Я задумался. А ведь и правда, когда я писал стихи? Они появлялись после пьянок, когда ничего и не помнилось. Думал, что вдохновение на рифмы приходит в синей яме.
– Ну вот!
– Что ну вот?
– Виталий Александрович, не делай вид, что не знаешь, как устроено расслоение личности! Я знаю, о чем ты думаешь.
– И о чем же?
– Это я написал стихи, и я же засунул себя в повесть. Заметь, я же не влияю на основной сюжет, я – фон, меня могло бы и не быть, но со мной же лучше. Колориту добавляю, так сказать…
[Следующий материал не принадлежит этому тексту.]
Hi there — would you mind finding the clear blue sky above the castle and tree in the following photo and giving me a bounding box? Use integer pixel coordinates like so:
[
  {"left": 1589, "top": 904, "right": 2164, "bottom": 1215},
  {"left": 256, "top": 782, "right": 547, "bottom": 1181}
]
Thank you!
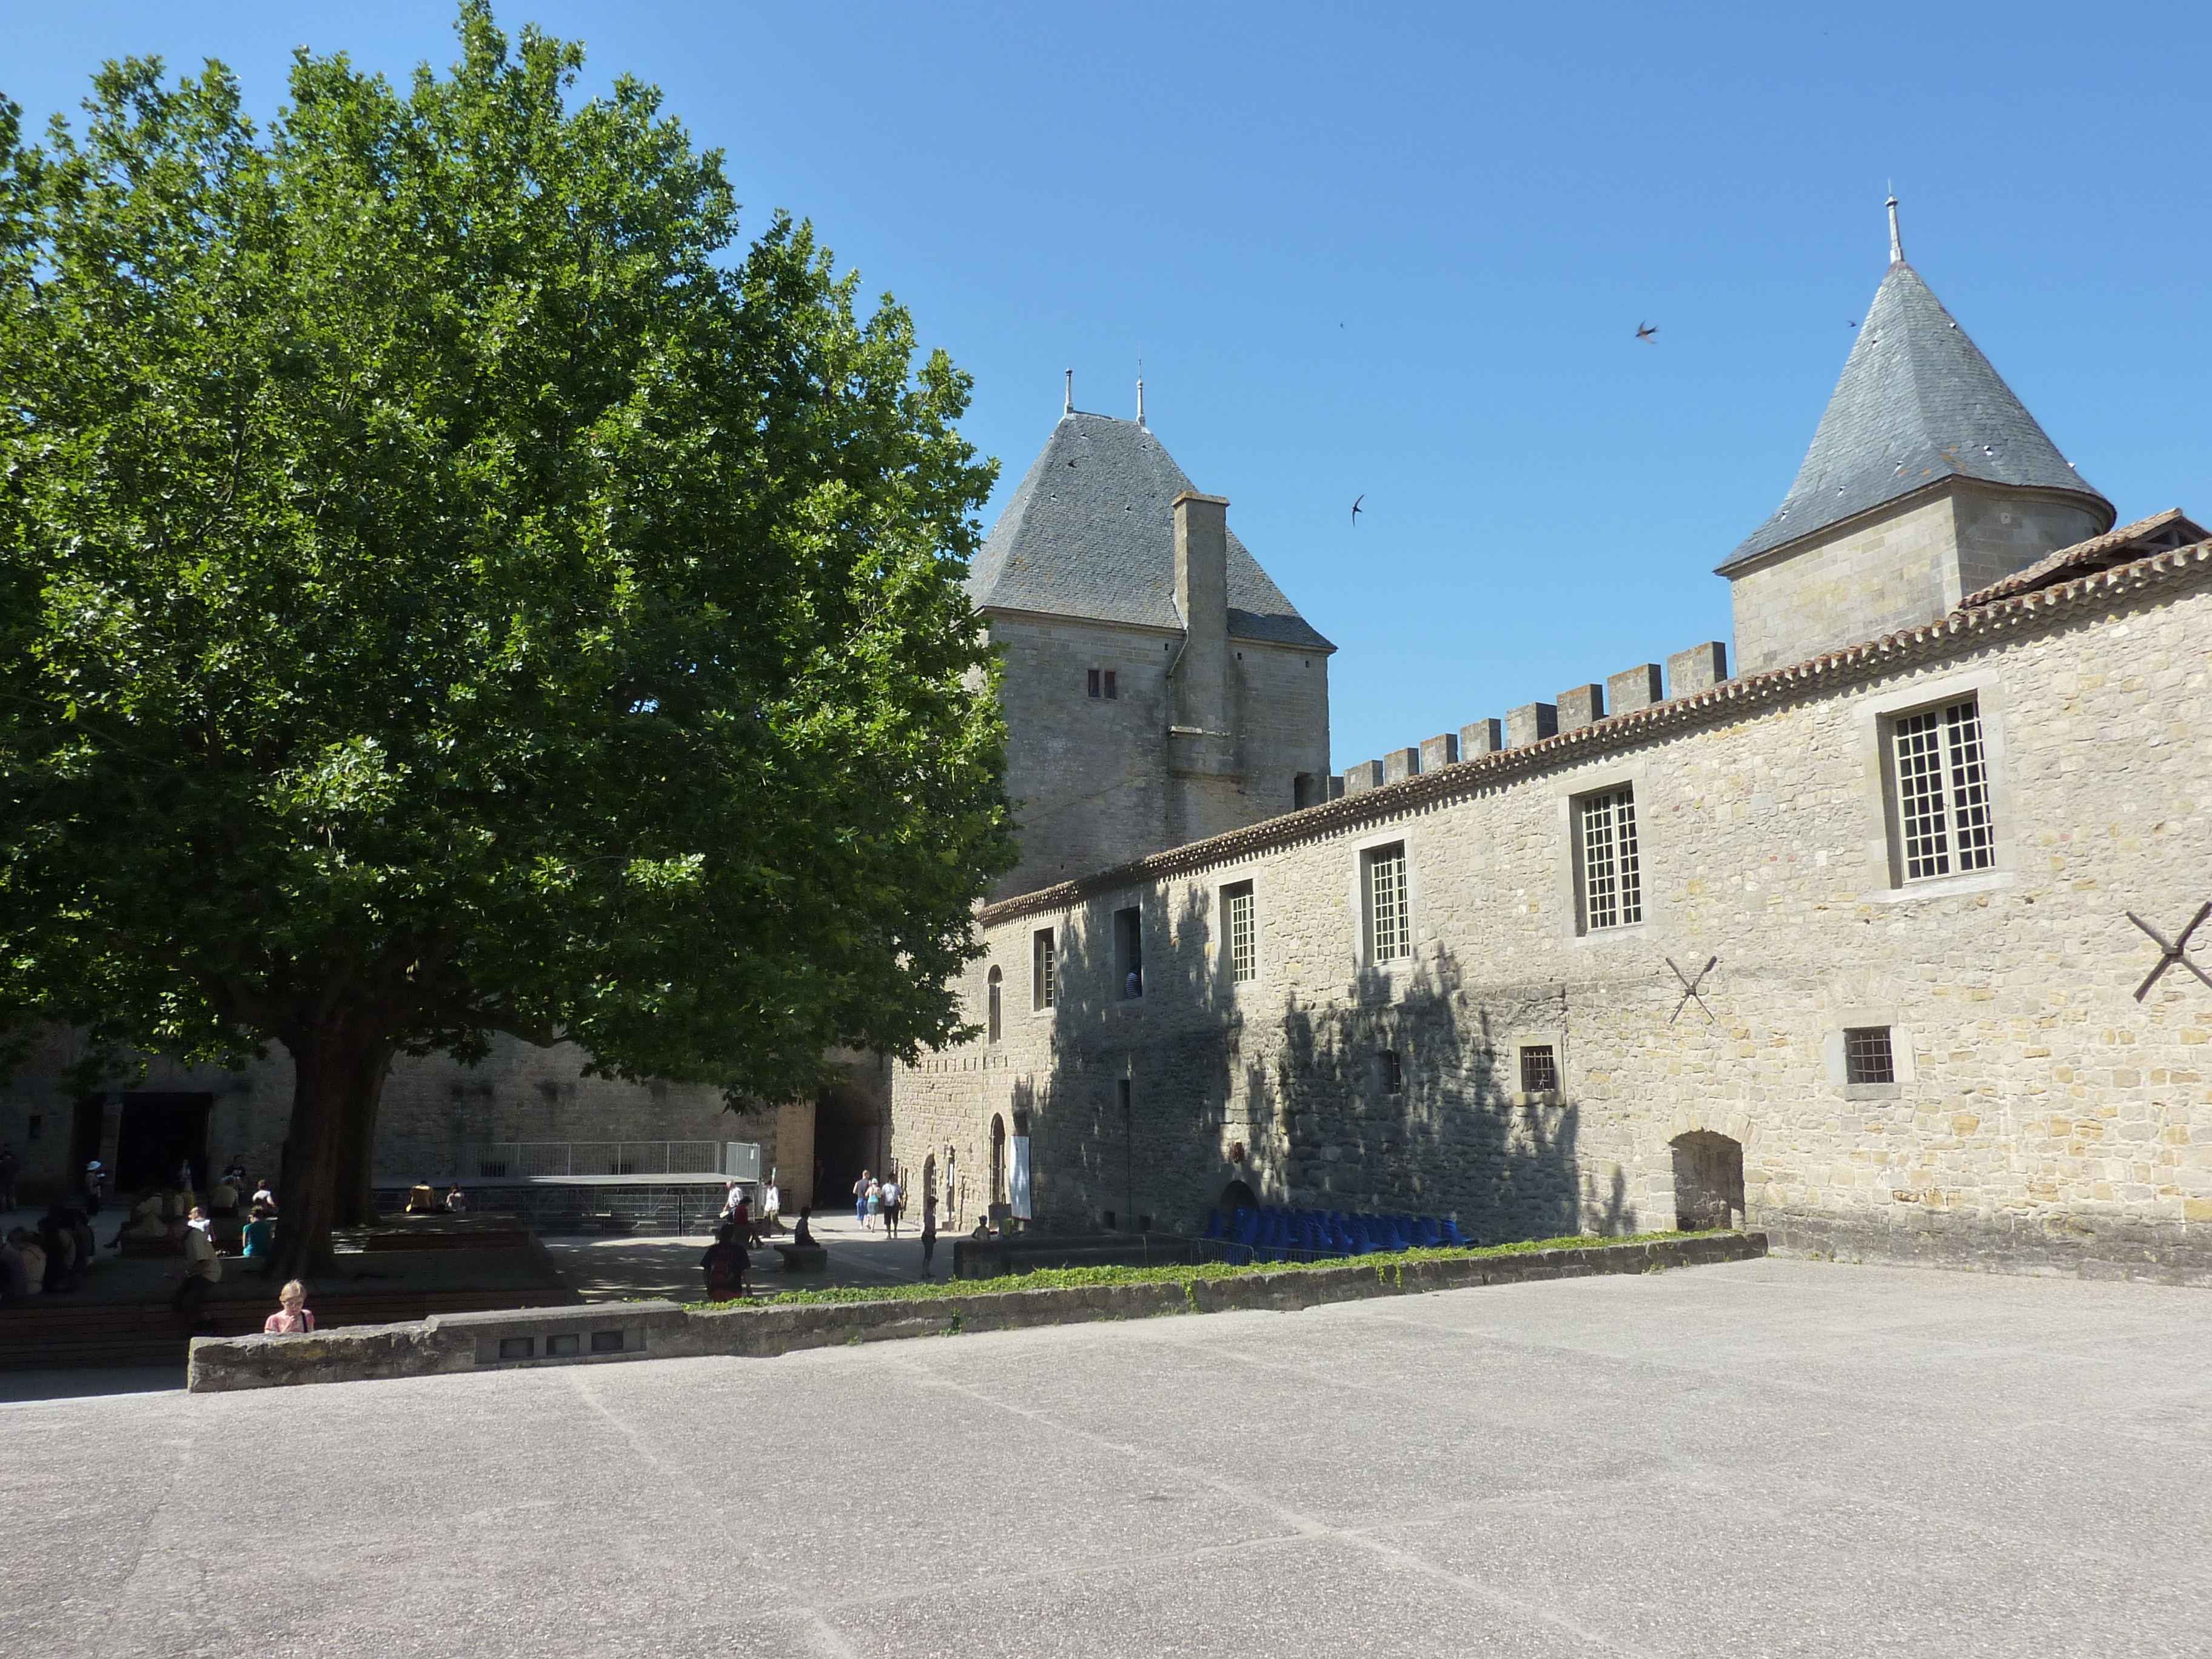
[{"left": 0, "top": 0, "right": 2212, "bottom": 770}]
– Ну да, ну да. С невнятным поэтом-алкоголиком, который выпилился с крыши… Сразу стало лучше, но не настолько, чтобы публиковать.
– А вот и зря! Хватит мариновать рукопись в столе! Покажи ее миру! Я хочу, чтоб мои стихи прочитали.
– Да, какие там у тебя стихи? Бред величия!
– Ты меня расстраиваешь! – Шурик встал, по лицу его пробежала злоба, – Говорить творцу, что он написал дерьмо, это оскорбительно.
– Если ему об этом не говорить, то как же он узнает, что пишет дерьмо?
– Оскорбительно в квадрате!
– Да? Мне постоянно так говорят. Что-то ни разу не оскорблялся.
– Потому что ты знаешь правду!
– Может и знаю, но я и знаю, что и стихи твои – слабенькая пародия на Бродского с нотками Маяковского.
– Чего-о-о-о? – поэт подорвался к моей шконке и с верхотуры своего роста саданул мне кулаком прямо в грудь, отчего я начал задыхаться, крутиться, вертеться. Упал с кровати прямо об пол. Перед падением зажмурил глаза, что было силы. Когда открыл, то снова лежал на шконке, ощупал горизонталь. И правда, я на мягеньком. Зеленый свет. Городской шум. Сероводород. Я протер глаза. Осмотрелся. Шурика не было. Экран снова горел своим светом. Странно… Кто его починил? Ну да ладно… Мне все это приснилось? Выдохнул, но неприятный осадочек остался. Моя голова умела показывать мрачное абсурдное кино с полным погружением. Я не сошел с ума. Это всего лишь сны. Это всего лишь сны! Проекция мозга. Побег от реальности, что сводит с ума. Да все это пугает и выводят из себя! Грань меж реальностью и потусторонним миром стирается. Что это? Шизофрения? Мои персонажи из книг обретают форму. Как Шурик Герасин стал реальным человеком? Пусть даже во сне… Он существовал лишь в тексте. Зачем мозг воссоздал его, как субличность? Этот гад еще и козыряет этим, мол, это я стихи писал, это я заставил тебя вставить себя в повесть. Такого просто быть не может. Люди жалуются на то, что не могут влиять на сны, а на жизнь они как будто влияют. Смех! Если выберусь отсюда, то точно покажусь психиатру. Отрицать болезнь уже невозможно, она прогрессирует, мне явно нужна помощь серьезных специалистов. Устроить пожар в своем разуме – не такая уж и плохая идея, как казалось бы… Предать огню накопленную за годы срань и начать все сначала, вот это, я понимаю, жизненная перезагрузка… Правда, тут без напалма не обойтись, нужно знатное пламя… А посему… Пусть врачеватели накачают меня препаратами и заставят пускать слюни, я готов, если этот поток в сознании прекратится.